Frank Gray, having served for six years as legal counsel for the NC League of Municipalities, joined the Firm in 1981.  With his experience representing the League and its member cities and towns, Mr. Gray was already well versed in legislative practice, and has continued to represent clients before the General Assembly.  Mr. Gray's first client with the Firm was the Town of Morrisville, which he continues to represent today.  In addition to an active legislative practice in which he represents a variety of trade and industry groups, and his counsel to municipalities, Mr. Gray has worked extensively in banking, and maintains an active banking practice today.

In 1985, the Firm's name was Jordan Price Wall Gray & Jones, and in 1986 the Firm moved to expanded offices at 225 Hillsborough Place in Raleigh, the present day site of Campbell University School of Law.  In 1986, after leaving Congress, Ike Andrews began practicing with the Firm for a period of time.14  That same year, Paul Flick began work for the Firm as an associate.   Mr. Flick briefly left the Firm in 1991 to practice with his law school classmate, Terry Carlton.15  In 1993, Mr. Flick returned to the Firm, and since 2002 has served as the Firm's Managing Partner.  The Firm continued to evolve in the 1990s, the most apparent change being continued diversification of clients and practice areas.  In 1998, Terry Carlton joined the Firm and brought with him an active estate planning and transactional practice.  In 1999, the Firm changed its name to what it is known as today, Jordan Price Wall Gray Jones & Carlton, PLLC.  After joining the Firm, Mr. Carlton continued to expand the business and estate planning practice which continues to complement the Firm's strong historical litigation and legislative practice.  Today, estate planning and transactional matters are among the Firm's strengths.

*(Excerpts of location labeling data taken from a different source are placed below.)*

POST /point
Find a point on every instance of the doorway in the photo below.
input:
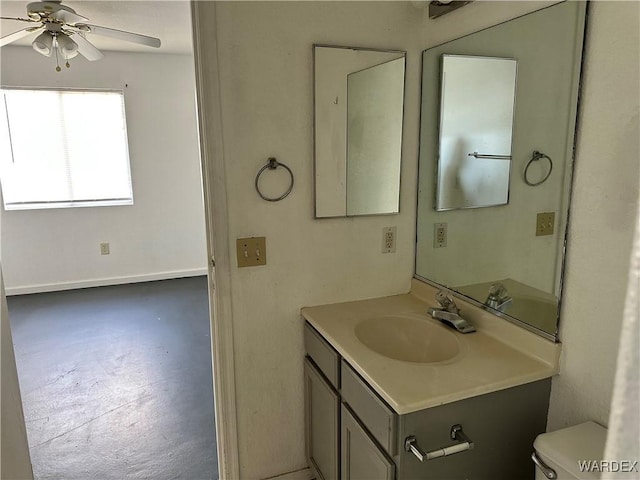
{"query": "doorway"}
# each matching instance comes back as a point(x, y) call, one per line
point(116, 380)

In 2001, on its 50th anniversary, the Firm moved to its present site, aptly located at 1951 Clark Avenue in Raleigh.  In 2002, after 28 years of active practice with the Firm, Mr. Price became Of Counsel to the Firm, joining Mr. Jordan in “Of Counsel” capacity.  In 2006, the Firm purchased the Clark Avenue building.  Today, the Firm has sevnteen full time lawyers and 2 Of Counsel lawyers. The Firm’s size is intentional -- sufficiently large to handle the largest litigation matters, but, small enough to provide a high level of service in a cost effective manner for its clients.  The Firm has a broad client base and practice and continues its tradition of an active legislative practice.  In addition to this legislative practice, the Firm’s structure now includes a “litigation” practice group and a “transactional” practice group.  Within these practice groups, the Firm has lawyers with significant experience and recognition as experts in their fields of practice.  Thus, in 2011, the Firm is well positioned to continue to build upon its first sixty years in the practice of law.